Chief Scientist Palawu’s analysis had identified twenty-one small, dead stars with anomalous signatures. As her survey ship approached the cold cinder, the sensors verified that this was clearly another remnant of an incinerated hydrogue world. Tasia felt a lingering anger tempered with smugness. “Glad we weren’t the only ones to give the drogue bastards a hotfoot.”
As soon as he learned of Palawu’s discovery, Admiral Stromo had called for an expedition to investigate these old hydrogue graveyards. This was the fourth such burned-out planet her survey team had visited.
As her Manta orbited the dim, lifeless world, Tasia’s crew took volumes of images. She imagined how this planet might have looked before the Torch, an immense ball of pale clouds, the sort of place where Roamers could have operated profitable skymines. Now, after millennia, the artificial sun had burned out all its raw fuel. Some of the exotic materials and supermolecules left behind might have been interesting, but she doubted even eccentric Kotto Okiah would have had the nerve to poke into a place like that.
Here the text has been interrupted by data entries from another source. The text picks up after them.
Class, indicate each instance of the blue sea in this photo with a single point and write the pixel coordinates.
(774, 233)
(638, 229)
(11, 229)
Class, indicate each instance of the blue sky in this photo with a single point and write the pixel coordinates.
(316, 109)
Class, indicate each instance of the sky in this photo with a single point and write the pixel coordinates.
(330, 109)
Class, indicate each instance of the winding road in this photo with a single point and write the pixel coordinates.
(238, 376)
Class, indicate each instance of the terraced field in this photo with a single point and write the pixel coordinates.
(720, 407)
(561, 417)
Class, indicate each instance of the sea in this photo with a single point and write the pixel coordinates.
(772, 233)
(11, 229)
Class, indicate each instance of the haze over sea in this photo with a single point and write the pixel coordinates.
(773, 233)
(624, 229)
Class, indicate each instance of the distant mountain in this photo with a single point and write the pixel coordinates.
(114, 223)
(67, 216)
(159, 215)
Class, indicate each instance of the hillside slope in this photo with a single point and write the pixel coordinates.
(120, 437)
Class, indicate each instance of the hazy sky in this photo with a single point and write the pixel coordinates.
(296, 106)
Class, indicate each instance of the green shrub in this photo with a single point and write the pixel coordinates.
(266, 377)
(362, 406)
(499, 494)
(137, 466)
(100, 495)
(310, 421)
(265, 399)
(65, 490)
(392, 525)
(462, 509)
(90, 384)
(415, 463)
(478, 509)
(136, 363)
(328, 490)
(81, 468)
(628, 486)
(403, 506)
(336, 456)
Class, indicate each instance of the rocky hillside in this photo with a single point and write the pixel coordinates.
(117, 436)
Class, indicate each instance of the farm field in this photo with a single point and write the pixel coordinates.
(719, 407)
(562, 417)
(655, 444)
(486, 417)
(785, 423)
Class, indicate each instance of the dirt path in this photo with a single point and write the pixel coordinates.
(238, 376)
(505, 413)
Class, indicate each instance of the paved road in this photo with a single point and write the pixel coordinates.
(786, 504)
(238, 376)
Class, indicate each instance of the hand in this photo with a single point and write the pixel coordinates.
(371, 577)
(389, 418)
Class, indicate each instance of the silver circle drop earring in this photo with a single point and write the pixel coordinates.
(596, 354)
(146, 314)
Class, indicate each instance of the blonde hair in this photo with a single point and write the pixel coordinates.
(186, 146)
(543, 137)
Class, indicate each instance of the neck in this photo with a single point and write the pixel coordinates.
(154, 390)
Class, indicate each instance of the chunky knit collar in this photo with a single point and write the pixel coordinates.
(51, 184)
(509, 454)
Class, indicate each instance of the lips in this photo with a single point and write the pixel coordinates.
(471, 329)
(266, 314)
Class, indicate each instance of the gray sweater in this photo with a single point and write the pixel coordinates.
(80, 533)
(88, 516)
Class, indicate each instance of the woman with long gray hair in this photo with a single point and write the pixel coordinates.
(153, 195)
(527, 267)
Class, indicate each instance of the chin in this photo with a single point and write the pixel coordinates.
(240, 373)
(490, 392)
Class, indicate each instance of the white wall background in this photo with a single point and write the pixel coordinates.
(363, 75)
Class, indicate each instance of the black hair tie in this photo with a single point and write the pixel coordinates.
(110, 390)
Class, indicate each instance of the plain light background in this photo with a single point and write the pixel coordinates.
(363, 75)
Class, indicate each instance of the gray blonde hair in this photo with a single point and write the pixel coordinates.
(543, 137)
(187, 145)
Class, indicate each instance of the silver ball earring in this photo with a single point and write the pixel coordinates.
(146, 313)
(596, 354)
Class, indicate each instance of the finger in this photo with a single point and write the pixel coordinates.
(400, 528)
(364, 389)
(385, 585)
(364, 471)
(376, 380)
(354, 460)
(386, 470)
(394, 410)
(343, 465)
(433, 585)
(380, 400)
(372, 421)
The EDF hoped that by performing postmortem analyses on these murdered planets they could learn more about the long-term effectiveness of the Torch. Tasia had the sneaking suspicion that General Lanyan simply wanted to gloat over places where the hydrogues had been resoundingly defeated.
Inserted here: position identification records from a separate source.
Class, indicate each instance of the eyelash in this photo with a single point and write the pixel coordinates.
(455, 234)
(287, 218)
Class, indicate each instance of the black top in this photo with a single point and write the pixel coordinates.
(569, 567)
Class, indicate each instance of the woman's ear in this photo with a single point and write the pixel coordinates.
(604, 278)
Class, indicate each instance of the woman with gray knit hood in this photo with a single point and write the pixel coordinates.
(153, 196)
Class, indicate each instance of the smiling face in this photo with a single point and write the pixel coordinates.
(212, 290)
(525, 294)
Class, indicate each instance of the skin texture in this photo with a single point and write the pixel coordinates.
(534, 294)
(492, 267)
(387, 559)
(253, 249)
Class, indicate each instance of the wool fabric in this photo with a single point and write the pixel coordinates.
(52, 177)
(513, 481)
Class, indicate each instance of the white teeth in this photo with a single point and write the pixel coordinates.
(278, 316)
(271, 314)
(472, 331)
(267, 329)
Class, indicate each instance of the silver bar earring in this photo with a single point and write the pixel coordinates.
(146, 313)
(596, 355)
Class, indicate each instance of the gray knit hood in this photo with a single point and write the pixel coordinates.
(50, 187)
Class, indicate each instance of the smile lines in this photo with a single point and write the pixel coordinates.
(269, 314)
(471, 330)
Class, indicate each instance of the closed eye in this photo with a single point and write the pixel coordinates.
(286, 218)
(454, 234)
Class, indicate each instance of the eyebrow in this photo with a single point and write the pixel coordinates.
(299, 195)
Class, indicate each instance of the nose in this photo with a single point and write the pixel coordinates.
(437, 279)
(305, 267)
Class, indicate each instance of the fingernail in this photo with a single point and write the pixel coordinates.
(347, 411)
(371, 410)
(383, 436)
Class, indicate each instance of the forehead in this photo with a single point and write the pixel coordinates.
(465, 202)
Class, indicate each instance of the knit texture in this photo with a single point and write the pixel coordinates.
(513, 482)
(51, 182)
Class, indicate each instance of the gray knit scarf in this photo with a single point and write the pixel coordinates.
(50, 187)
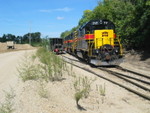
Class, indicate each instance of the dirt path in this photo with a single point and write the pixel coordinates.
(60, 95)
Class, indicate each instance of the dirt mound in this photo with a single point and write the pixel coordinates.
(3, 47)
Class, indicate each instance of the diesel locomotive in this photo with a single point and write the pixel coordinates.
(96, 42)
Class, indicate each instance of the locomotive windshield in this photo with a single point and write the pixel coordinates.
(98, 25)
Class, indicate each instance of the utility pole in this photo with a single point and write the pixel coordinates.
(30, 33)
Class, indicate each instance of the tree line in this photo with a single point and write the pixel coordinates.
(34, 37)
(131, 18)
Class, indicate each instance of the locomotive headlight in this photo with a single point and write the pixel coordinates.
(96, 51)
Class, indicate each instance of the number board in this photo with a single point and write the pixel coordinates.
(99, 22)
In a few thousand years, Ptoro would look similar to this, burning out as all its fuel was exhausted. Oncier, too—if the drogues hadn’t already snuffed that one out, as Tasia had witnessed with her own eyes.
“Log it,” she said after two hours. “We’ve got the rest of this list to confirm.”
At their next stop, Tasia and her crew sat back in awe to see the system’s main star completely under siege. The gas giant itself was dark and cold, burned out long ago. Now the hydrogues were targeting the much larger central sun.
In a furious battle, ellipsoidal faeros fireballs swarmed upward, clashing against literally millions of warglobes that lunged in like piranhas. Bolts of incredible energy lashed back and forth, while the hydrogues drove their diamond spheres through the fringes of the hot corona and skated over the outer layers of plasma, unleashing titanic weapons from above.
Tasia had seen a similar battle at the test site of Oncier, but that ignited gas giant had been only a small dwarf star—this was a full-size sun, a vastly larger battleground on which the hydrogues and faeros fought each other. Giant loops of solar flares rose upward, spewing plasma flames that curled back around, falling into the roiling sun like blood spurting from a severed artery.
Warglobes pressed closer, swarming in space. The faeros defenders crashed into them, fireballs engulfing the diamond spheres so that both were obliterated. Volley after volley of hydrogue ships streamed in from outside the system, enough glinting reinforcements to blot out the star.
“Take your readings and let’s get the hell out of here,” Tasia said. “Shizz, look at those blasts!”
A column of dense ionized gas rocketed up from the surface of the sun to engulf a flurry of warglobes, shattering the enemy vessels. Tasia wondered if the faeros themselves had tinkered with the mechanics of the star, altered its physics to use the flare as a weapon.
“What the hell are we doing in this war?” Sergeant Zizu said, his voice no more than an awed whisper.
More warglobes arrived, unleashing retaliatory strikes. Because a hydrogue gas planet in this system had been snuffed out by the Klikiss Torch long ago, Tasia wondered if the deep-core aliens bore a grudge. Were their memories long enough to harbor revenge for ten thousand years?
Of course they were.
Flares continued to shoot up like cannon blasts. Tasia slumped back in her command chair, once again feeling incredibly small in this enormous and ancient conflict.
“On the bright side,” she muttered, “with the faeros and the hydrogues kicking each other’s butts, they’re too busy to come after us.”